Buses and ambulances evacuated about 450 Islamist fighters and civilians from two rebel-held areas besieged by Syrian government forces and carried them across into Turkey and Lebanon on Monday, December 28, sources at the border crossings said, according to Reuters.
The evacuations took place under a United Nations-sponsored agreement, part of efforts by the UN to set up local deals on ceasefires and safe passage as stepping stones toward a wider peace accord in Syria's civil war.
More than 125 fighters from the besieged rebel-held town of Zabadani near the border with Lebanon were en route to Beirut airport to board a plane to Turkey.
Simultaneously, around 330 civilians and wounded fighters trapped in two pro-government Shi’ite villages in Idlib, northwest Syria, were heading to the Turkish city of Hatay to take a plane to Beirut, aid workers said.

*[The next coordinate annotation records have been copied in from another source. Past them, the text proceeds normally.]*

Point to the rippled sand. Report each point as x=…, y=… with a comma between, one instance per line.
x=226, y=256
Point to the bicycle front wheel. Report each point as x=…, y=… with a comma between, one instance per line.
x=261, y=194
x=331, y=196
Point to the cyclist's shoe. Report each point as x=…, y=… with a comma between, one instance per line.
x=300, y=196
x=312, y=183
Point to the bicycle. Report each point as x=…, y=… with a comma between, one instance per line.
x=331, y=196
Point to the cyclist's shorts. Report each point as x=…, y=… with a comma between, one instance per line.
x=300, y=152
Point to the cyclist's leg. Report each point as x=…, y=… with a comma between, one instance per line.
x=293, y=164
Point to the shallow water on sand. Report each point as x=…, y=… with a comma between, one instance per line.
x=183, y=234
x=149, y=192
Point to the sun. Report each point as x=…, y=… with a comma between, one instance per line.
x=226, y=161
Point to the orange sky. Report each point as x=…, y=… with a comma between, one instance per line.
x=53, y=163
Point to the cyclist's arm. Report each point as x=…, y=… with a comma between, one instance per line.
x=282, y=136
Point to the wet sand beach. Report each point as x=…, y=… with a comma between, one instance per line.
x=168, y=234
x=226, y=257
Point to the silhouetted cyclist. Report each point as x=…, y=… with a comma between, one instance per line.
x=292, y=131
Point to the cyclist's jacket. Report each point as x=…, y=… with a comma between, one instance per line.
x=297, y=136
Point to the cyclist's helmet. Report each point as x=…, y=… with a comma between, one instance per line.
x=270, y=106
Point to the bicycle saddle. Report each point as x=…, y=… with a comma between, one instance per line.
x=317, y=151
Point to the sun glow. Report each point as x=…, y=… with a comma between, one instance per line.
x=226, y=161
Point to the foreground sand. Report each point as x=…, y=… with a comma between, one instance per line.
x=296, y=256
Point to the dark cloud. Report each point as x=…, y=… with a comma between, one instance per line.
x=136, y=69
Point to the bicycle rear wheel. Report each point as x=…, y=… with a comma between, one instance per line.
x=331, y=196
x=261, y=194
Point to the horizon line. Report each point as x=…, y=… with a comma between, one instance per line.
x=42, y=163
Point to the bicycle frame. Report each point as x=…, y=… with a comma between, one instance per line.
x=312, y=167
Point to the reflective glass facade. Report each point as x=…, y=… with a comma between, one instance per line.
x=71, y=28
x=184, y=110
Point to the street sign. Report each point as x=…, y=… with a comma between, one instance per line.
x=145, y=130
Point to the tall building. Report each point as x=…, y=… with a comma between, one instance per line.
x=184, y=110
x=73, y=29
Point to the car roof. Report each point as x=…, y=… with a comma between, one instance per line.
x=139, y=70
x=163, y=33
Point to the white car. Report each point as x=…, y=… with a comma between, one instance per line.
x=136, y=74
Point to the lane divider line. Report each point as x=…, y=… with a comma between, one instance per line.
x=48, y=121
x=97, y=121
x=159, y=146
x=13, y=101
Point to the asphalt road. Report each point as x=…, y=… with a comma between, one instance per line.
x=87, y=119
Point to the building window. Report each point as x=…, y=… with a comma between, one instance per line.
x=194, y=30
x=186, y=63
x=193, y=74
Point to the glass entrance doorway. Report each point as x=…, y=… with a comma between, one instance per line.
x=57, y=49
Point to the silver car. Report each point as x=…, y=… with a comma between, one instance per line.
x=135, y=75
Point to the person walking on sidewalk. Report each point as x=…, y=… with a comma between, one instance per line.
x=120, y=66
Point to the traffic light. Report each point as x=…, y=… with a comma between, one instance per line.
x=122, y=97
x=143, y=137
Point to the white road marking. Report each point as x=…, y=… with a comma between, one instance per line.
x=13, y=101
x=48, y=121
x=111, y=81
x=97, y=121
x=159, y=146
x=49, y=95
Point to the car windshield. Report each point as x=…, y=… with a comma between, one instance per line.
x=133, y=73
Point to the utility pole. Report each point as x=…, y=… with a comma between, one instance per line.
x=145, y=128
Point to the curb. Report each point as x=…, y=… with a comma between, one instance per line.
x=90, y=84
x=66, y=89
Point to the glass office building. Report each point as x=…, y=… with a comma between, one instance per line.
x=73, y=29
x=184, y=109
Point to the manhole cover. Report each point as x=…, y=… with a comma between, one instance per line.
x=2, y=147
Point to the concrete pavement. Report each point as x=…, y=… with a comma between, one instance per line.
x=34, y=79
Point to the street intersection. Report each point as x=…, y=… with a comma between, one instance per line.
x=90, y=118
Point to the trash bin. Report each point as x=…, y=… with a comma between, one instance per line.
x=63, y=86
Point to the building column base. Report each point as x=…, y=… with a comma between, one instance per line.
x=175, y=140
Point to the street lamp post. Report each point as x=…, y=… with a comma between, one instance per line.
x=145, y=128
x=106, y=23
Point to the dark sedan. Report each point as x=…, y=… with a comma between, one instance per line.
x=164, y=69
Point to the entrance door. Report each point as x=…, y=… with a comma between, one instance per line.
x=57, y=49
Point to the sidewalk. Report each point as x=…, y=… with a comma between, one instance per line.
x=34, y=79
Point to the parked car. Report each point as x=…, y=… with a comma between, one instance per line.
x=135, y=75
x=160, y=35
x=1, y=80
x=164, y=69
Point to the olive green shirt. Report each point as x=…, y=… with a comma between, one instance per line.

In return for allowing the rebels to leave, the deal allows the government of President Bashar al-Assad to restore control over areas that had been in rebel hands for the past four years.
In Zabadani, a once popular resort city now in ruins, relief workers and rebel fighters who have been holed up for months helped carry several wounded young men in wheelchairs onto ambulances.
Relatives and well-wishers who had waited for hours on the Lebanese border cheered buses carrying the fighters as they drove by toward Beirut airport, and some families wept as they strained for glimpses of their loved ones, a witness said.